We go beyond simple propositional meaning extraction and present experiments in determining which propositions in text the author believes. We show that deep syntactic parsing helps for this task. Our best feature combination achieves an Fmeasure of 64%, a relative reduction in Fmeasure error of 21% over not using syntactic features.

CONLL-ST '10

Uncertainty Learning Using SVMs and CRFs.

Vinodkumar Prabhakaran.
Workshop PaperIn Proceedings of the Fourteenth Conference on Computational Natural Language Learning: Shared Task, Uppsala, Sweden, 15-16 July 2010.

Abstract

In this work, we explore the use of SVMs and CRFs in the problem of predicting certainty in sentences.
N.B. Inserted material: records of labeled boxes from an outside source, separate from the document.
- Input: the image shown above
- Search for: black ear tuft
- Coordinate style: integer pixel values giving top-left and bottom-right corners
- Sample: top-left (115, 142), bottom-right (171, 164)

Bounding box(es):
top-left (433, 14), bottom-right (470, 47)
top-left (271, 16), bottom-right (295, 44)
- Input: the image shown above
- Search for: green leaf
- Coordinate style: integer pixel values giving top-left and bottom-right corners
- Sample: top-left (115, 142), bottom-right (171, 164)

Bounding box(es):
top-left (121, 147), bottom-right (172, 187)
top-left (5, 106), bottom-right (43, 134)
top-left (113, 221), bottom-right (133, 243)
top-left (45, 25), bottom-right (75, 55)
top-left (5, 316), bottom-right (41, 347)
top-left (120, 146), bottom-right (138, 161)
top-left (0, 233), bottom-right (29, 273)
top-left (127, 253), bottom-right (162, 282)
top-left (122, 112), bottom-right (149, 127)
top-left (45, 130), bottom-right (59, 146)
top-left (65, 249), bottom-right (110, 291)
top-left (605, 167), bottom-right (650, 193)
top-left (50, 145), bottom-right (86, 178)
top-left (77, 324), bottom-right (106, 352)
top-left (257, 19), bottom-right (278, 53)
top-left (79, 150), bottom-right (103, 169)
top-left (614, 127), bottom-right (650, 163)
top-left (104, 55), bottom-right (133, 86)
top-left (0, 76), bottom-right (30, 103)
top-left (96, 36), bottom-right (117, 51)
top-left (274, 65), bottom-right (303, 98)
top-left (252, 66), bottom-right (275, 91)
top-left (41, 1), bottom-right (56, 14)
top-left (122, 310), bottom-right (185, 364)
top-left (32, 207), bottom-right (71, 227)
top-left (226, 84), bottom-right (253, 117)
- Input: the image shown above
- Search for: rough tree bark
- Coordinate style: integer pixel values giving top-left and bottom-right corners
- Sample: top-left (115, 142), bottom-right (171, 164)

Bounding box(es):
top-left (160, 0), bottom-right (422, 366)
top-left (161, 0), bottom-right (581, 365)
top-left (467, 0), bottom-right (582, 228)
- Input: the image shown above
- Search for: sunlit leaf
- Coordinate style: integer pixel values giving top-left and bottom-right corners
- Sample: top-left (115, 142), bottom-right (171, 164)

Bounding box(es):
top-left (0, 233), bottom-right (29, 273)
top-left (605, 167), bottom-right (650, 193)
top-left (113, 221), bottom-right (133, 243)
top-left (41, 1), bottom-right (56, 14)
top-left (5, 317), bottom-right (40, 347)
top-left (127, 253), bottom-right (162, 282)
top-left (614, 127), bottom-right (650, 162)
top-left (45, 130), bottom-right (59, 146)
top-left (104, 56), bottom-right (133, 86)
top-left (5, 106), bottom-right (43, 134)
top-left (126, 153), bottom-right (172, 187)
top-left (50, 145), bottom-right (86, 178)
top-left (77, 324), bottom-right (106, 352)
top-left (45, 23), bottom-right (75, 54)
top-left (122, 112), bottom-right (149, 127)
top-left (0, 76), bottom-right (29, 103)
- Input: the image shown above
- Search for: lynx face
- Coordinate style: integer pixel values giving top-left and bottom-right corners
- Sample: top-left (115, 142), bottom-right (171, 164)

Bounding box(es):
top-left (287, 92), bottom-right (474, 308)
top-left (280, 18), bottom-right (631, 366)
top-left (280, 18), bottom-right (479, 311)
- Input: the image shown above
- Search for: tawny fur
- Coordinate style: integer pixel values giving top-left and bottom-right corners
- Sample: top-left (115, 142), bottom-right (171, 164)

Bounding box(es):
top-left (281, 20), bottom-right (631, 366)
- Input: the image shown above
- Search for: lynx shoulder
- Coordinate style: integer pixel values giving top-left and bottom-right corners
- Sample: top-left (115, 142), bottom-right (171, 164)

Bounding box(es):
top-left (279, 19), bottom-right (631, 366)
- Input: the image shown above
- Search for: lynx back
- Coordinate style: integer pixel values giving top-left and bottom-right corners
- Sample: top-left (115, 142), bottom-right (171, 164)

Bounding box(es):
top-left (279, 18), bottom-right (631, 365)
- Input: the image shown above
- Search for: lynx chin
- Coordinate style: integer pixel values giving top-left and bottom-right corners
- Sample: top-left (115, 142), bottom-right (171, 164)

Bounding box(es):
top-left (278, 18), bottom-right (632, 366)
We consider this as a task of tagging uncertainty cues in context, for which we used lexical, wordlist-based and deep-syntactic features. Results show that the syntactic context of the tokens in conjunction with the wordlist-based features turned out to be useful in predicting uncertainty cues.

LAW '09

Committed Belief Annotation and Tagging.

Mona Diab, Lori Levin, Teruko Mitamura, Owen Rambow, Vinodkumar Prabhakaran, Weiwei Guo.
Workshop PaperIn Proceedings of the Fourteenth Conference on Computational Natural Language Learning: Shared Task, Uppsala, Sweden, 15-16 July 2010.

Abstract

We present a preliminary pilot study of belief annotation and automatic tagging. Our objective is to explore semantic meaning beyond surface propositions. We aim to model people’s cognitive states, namely their beliefs as expressed through linguistic means. We model the strength of their beliefs and their (the human) degree of commitment to their utterance. We explore only the perspective of the author of a text. We classify predicates into one of three possibilities: committed belief, non committed belief, or not applicable. We proceed to manually annotate data to that end, then we build a supervised framework to test the feasibility of automatically predicting these belief states. Even though the data is relatively small, we show that automatic prediction of a belief class is a feasible task. Using syntactic features, we are able to obtain significant improvements over a simple baseline of 23% F-measure absolute points. The best performing automatic tagging condition is where we use POS tag, word type feature AlphaNumeric, and shallow syntactic chunk information CHUNK. Our best overall performance is 53.97% F-measure.

TACTiCS '07

Autonomous Restructuring Portfolios in Credit Cards.

Vinodkumar Prabhakaran.
Conference PaperIn Proceedings of the TCS Technical Architects Conference (TACTiCS), Charlotte, NC. (October 2007) (Best Paper Honorable Mention).

Abstract

This paper proposes the novel concept of Autonomous Restructuring Portfolios which would enable financial portfolios to re-adjust themselves to cater with the highly volatile customer behavior pattern. It investigates the possibility of using Kohonen’s Self Organizing Maps in analyzing, categorizing & modifying strategies applied on financial portfolios according to the its behavior patterns. It also puts forth a design which could enhance the effectiveness of the strategy assignment to different areas of portfolios. This model would introduce new strategies to meet new scenarios as well as to drop off obsolete strategies. This model is also applicable to any financial portfolio where dynamic business decisions needs to be made based on the portfolio’s behavior.